Create an Agent Inventory and Blast Radius Mapping
All AI agents in use should be mapped with their tools, data sources and permissions. For each agent, the maximum damage radius must be documented: what data can it read? What actions can it trigger? What external systems can it reach? This inventory forms the basis for DORA-compliant ICT risk management (Articles 5–16) and enables an informed least-privilege configuration.
Audit and Harden RAG Trust Boundaries
The most common undefended vulnerability in production systems is the implicit trust assumption towards retrieved context in RAG architectures. Institutions should implement content scanning before ingestion, establish provenance tracking for all documents and ensure tenant isolation of their vector databases by security domain (HR, Legal, Finance). Regulated data – Material Non-Public Information (MNPI) and special categories of personal data under GDPR Article 9 – must not enter general-purpose AI systems.
Establish Agent Red Teaming as Standard Practice
Existing Threat-Led Penetration Tests (TLPT/TIBER-DE) should be extended with AI-specific test scenarios: prompt injection (direct and indirect), tool abuse, memory manipulation and multi-hop injection through agent chains. The Cloud Security Alliance (CSA) published a specific Agentic AI Red Teaming Guide in May 2025. Open-source tools such as DeepTeam, Promptfoo and SPLX AI Probe enable automated RAG poisoning simulations on enterprise knowledge sources.
Classify Foundation Model Providers as Critical ICT Third-Party Providers
Under DORA Articles 28 to 44, foundation model providers (OpenAI, Anthropic, Google) are to be classified as ICT third-party providers.

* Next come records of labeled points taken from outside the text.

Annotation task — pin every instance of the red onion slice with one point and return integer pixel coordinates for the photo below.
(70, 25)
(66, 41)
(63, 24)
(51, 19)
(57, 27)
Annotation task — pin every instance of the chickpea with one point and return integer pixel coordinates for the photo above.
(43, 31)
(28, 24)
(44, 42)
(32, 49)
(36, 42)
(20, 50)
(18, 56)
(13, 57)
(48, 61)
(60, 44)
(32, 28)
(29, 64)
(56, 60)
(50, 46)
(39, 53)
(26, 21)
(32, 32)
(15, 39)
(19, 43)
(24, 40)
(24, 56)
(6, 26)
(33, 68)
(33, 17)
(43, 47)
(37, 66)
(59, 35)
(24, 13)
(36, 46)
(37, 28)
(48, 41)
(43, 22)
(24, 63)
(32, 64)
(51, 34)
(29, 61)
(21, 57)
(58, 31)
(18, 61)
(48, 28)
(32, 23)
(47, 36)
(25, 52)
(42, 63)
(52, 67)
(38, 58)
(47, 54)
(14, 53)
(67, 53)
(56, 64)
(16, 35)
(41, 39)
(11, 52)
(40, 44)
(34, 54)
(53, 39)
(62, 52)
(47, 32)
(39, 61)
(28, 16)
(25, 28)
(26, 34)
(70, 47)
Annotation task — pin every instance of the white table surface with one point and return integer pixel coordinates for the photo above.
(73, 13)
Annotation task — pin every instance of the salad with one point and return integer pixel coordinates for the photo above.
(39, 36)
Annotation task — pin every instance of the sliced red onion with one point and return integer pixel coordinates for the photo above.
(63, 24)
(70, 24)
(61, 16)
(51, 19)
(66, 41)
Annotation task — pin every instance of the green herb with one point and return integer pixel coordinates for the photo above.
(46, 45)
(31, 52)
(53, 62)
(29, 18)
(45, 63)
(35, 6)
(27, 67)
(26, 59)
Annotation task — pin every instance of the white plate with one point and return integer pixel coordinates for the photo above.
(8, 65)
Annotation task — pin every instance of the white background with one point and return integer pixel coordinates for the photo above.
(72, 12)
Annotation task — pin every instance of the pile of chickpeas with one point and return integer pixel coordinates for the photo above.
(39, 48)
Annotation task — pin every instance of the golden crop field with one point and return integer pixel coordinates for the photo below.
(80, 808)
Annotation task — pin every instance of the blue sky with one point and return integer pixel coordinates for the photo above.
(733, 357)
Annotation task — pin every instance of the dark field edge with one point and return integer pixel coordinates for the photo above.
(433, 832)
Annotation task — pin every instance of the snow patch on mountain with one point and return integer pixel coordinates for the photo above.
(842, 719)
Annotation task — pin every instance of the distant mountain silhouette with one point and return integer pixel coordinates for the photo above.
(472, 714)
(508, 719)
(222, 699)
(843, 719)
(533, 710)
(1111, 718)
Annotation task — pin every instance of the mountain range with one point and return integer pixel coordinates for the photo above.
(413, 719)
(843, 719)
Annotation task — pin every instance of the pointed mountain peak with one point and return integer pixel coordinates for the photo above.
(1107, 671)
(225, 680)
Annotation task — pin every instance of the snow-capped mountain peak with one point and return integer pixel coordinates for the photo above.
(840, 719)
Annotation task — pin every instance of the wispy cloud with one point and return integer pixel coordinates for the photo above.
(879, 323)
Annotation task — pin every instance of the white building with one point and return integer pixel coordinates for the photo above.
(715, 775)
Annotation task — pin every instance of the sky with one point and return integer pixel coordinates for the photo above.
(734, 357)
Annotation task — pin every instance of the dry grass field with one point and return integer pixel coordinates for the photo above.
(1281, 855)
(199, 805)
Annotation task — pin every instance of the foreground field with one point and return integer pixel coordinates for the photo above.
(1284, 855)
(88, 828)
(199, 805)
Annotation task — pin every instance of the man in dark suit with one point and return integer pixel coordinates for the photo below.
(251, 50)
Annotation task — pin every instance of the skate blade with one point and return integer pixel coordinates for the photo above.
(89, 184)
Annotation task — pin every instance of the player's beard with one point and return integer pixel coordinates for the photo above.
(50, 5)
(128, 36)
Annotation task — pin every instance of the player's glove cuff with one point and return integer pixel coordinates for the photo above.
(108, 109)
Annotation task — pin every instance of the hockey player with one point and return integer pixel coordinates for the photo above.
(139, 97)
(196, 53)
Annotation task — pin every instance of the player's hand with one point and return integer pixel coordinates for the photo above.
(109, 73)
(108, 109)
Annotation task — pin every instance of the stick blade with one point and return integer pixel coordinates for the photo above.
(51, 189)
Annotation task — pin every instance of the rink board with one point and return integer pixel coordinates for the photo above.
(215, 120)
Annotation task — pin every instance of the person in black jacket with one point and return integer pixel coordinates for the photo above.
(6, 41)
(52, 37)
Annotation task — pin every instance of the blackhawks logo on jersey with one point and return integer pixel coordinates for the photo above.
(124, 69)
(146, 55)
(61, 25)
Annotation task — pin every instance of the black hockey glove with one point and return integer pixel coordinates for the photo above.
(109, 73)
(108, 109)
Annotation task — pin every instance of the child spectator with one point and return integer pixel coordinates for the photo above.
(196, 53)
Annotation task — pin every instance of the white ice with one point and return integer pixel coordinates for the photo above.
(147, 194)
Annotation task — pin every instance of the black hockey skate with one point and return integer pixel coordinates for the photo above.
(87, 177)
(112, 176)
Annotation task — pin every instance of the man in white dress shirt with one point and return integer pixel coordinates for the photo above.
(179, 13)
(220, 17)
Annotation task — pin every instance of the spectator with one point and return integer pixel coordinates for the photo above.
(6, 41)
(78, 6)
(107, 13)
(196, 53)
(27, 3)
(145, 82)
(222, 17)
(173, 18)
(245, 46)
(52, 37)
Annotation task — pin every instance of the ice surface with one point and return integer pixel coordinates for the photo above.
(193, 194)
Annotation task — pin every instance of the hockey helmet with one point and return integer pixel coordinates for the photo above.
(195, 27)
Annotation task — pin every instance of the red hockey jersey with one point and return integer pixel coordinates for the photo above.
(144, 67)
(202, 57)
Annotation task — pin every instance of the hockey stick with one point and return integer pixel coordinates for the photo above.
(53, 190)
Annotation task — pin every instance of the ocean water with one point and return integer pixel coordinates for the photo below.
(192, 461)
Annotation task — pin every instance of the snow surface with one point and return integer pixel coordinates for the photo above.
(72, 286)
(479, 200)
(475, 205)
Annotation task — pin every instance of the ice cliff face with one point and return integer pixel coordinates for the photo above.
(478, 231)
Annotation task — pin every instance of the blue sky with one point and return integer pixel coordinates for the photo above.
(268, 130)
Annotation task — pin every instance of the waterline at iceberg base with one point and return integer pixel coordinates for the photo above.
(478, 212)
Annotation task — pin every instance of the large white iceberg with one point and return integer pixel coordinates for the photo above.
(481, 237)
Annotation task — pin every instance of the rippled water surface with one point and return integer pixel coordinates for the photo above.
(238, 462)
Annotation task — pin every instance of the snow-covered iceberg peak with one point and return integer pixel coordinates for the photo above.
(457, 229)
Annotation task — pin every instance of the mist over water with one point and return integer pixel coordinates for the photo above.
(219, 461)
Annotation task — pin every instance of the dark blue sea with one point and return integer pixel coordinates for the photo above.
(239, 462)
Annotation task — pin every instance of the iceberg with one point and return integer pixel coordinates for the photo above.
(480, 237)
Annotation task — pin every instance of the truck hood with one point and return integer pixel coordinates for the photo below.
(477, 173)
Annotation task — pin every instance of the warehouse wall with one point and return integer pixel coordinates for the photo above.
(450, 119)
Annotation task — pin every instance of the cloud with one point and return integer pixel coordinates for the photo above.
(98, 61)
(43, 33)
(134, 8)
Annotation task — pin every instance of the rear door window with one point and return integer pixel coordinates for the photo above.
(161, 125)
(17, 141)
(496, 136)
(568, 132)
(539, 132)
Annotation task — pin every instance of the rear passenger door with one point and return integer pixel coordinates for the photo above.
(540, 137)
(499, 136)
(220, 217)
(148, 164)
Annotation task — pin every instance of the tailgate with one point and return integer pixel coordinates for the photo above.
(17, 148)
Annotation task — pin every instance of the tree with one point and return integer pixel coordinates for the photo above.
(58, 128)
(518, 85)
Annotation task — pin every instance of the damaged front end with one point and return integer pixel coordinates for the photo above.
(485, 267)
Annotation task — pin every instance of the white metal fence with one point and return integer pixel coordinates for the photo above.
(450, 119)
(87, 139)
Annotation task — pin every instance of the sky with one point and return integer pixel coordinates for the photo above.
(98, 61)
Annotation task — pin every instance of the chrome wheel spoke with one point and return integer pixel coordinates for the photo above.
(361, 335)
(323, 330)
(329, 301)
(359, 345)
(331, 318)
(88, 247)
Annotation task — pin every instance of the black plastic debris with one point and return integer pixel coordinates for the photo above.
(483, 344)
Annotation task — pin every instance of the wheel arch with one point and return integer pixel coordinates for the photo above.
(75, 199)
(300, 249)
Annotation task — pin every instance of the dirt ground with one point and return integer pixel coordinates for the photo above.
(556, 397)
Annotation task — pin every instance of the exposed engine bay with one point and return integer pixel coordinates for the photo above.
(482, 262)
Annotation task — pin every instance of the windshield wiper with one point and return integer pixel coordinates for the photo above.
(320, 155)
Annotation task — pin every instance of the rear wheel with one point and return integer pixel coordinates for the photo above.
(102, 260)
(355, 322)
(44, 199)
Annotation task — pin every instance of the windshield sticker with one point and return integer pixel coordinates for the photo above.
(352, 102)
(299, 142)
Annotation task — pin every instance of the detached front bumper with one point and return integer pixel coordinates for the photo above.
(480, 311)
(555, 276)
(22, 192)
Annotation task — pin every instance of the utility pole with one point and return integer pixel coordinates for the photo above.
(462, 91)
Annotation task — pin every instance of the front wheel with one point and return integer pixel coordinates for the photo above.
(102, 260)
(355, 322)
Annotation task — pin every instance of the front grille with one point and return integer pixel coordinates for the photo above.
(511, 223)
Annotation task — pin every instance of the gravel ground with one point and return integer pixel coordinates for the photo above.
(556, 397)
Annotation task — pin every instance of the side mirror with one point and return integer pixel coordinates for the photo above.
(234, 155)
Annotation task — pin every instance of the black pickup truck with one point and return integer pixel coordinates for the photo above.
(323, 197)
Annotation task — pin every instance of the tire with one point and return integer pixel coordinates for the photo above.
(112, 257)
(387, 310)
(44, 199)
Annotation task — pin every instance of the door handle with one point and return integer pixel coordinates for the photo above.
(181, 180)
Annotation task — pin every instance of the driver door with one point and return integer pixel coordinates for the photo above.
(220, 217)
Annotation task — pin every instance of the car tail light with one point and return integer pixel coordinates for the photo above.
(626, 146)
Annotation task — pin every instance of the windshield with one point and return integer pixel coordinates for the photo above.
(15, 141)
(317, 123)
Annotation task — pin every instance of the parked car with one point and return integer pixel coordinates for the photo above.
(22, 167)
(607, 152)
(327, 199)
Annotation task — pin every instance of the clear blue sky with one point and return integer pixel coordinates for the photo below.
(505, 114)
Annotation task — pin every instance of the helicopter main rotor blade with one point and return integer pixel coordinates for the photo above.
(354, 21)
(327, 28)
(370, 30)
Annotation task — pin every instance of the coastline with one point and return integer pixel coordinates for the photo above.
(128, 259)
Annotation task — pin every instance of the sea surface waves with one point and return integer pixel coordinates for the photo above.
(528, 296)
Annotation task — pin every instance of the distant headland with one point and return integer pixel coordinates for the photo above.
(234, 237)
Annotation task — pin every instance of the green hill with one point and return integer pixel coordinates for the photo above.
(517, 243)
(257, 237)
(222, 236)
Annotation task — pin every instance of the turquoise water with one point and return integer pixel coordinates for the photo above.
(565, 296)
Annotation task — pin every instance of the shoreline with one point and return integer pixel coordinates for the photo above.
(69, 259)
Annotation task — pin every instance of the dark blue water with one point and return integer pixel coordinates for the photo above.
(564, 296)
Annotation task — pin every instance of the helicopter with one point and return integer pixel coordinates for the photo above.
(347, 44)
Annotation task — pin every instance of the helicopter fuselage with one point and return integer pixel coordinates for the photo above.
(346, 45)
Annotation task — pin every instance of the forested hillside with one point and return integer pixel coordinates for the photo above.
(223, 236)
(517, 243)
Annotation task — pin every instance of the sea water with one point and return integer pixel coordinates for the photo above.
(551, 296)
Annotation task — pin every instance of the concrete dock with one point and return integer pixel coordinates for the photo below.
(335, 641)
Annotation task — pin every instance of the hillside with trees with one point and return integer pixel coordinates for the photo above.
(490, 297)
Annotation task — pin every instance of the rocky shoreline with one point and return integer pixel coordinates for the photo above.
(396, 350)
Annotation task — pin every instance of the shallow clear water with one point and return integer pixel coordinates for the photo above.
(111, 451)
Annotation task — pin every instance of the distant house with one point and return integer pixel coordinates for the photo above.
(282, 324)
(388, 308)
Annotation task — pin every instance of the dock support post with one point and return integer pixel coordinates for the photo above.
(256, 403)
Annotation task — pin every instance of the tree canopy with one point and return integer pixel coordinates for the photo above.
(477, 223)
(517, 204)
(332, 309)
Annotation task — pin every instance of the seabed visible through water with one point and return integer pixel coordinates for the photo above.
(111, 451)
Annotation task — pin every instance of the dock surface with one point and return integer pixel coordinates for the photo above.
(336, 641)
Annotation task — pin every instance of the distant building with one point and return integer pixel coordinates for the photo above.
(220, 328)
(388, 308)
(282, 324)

Standard API terms typically do not meet the contractual requirements of Article 30. Institutions should conduct a concentration risk analysis and pursue defence heterogeneity – i.e. not run all agents on the same foundation model. This simultaneously reduces systemic risk from correlated agent behaviour.
Define an Internal Accountability Chain
Since the EU AI Liability Directive is still pending, institutions should proactively establish an internal liability chain for agent-caused damages: policy defects borne by the model developer, credential compromises by the deploying institution, and model errors as shared liability. For trading agents, anti-collusion monitoring must additionally be established, as antitrust liability can arise even without explicit agreement. Cooldown mechanisms for correlated agent activity complement existing circuit breakers for internal operations.